В ту пору совершено ясно раскрылась и та недостойная роль, которую бюргер предназначал рабочему, сумев во внутренней политике с большой ловкостью внушить ему сознание господства, притязания на которое вновь и вновь оборачивались непокрытыми векселями в отношении внешнеполитических долгов. Период протеста — это в то же время последний период жизни бюргерского общества, и в этом тоже находит свое выражение мнимый характер его существования, которое старается опереться на давно уже израсходованные капиталы XIX столетия. Но это и есть то пространство, которое рабочий должен не столько преодолеть, — ведь в нем он всегда будет наталкиваться только на переговоры и уступки, — сколько с презрением отринуть. Это пространство, внешние границы которого порождены бессилием, а внутренние порядки — предательством. Тем самым Германия стала колонией Европы, колонией мира.

Однако акт, посредством которого рабочий способен отринуть это пространство, состоит как раз в том, что он узнаёт себя в качестве гештальта в рамках иерархии гештальтов. Тут коренится глубочайшее оправдание борьбы за государство, оправдание, которое отныне должно ссылаться не на новое толкование договора, а на непосредственное призвание, на судьбу.

10

Видение гештальтов есть революционный акт постольку, поскольку оно узнает бытие в совокупной и единой полноте его жизни.

Этот процесс отличается тем преимуществом, что он проходит по ту сторону как моральных и эстетических, так и научных оценок. В этой сфере важно прежде всего не то, является ли нечто добрым или злым, прекрасным или безобразным, ложным или истинным, а то, какому гештальту оно принадлежит. Тем самым круг ответственности расширяется таким способом, который совершенно несовместим со всем, что понимал под справедливостью XIX век: оправдание единичного человека или признание его вины состоит в его принадлежности к тому или иному гештальту.

В тот момент, когда мы узнаём и признаём это, рушится невообразимо сложная машинерия, которую ставшая чрезвычайно искусственной жизнь соорудила для своей защиты, потому что та позиция, которую мы в начале нашего исследования определили как более дикую невинность, более не нуждается в ней. Жизнь пересматривается здесь сквозь призму бытия, и тот, кто узнает новые, более широкие возможности жизни, приветствует этот пересмотр в меру его беспощадности и сверх этой меры.
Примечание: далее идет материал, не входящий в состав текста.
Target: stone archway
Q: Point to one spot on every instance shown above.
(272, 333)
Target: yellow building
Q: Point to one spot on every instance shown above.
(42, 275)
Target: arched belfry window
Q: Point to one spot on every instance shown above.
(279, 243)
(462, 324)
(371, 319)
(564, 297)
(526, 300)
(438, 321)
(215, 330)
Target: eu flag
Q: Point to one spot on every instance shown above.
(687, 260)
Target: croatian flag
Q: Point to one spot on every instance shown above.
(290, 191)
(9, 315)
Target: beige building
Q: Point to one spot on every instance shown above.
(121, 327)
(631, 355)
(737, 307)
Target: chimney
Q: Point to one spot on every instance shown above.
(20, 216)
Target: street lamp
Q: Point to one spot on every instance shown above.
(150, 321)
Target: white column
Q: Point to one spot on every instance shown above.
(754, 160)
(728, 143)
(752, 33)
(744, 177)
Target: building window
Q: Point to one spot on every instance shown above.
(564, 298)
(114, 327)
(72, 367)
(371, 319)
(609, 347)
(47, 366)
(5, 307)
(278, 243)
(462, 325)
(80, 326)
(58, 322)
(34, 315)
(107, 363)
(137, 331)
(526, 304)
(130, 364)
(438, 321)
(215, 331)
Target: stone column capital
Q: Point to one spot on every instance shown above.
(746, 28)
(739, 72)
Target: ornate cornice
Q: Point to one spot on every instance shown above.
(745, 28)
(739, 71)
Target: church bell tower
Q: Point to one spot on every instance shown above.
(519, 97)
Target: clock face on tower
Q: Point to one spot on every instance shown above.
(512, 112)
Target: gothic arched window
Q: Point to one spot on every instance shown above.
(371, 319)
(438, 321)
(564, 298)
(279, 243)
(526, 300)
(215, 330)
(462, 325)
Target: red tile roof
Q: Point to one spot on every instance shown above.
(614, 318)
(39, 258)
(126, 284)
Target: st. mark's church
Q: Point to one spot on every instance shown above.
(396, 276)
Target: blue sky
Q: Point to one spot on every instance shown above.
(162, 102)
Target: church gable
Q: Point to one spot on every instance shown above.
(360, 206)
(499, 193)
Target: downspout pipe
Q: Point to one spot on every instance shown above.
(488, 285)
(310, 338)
Одно из средств подготовки к новой, проникнутой большей отвагой жизни, состоит в отвержении оценок освободившегося и ставшего самовластным духа, в разрушении той воспитательной работы, которую провела с человеком бюргерская эпоха. Чтобы это был коренной переворот, а не просто какая-то реакция, желающая отбросить мир на сто пятьдесят лет назад, нужно пройти через эту школу. Ныне все зависит от воспитания таких людей, которые со свойственной отчаявшимся достоверностью сознают, что притязания абстрактной справедливости, свободного исследования, совести художника должны предстать перед более высокой инстанцией, нежели та, которую можно найти внутри мира бюргерской свободы.

Если сначала это совершается в сфере мысли, то именно потому, что противника следует встретить на том поле, где он силен. Лучший ответ на измену, которую дух совершает по отношению к жизни, — это измена духа по отношению к «духу», и участие в этой подрывной работе входит в число возвышенных и жестоких наслаждений нашего времени.

11

Рассмотреть рабочего соразмерно гештальту можно было бы, отправляясь от двух явлений, которые уже бюргерскому мышлению дали понятие рабочего, а именно, от общности людей и от единичного человека; их общим знаменателем было представление о человеке в XIX столетии. Оба эти явления меняют свое значение, если в них начинает действовать новый образ человека.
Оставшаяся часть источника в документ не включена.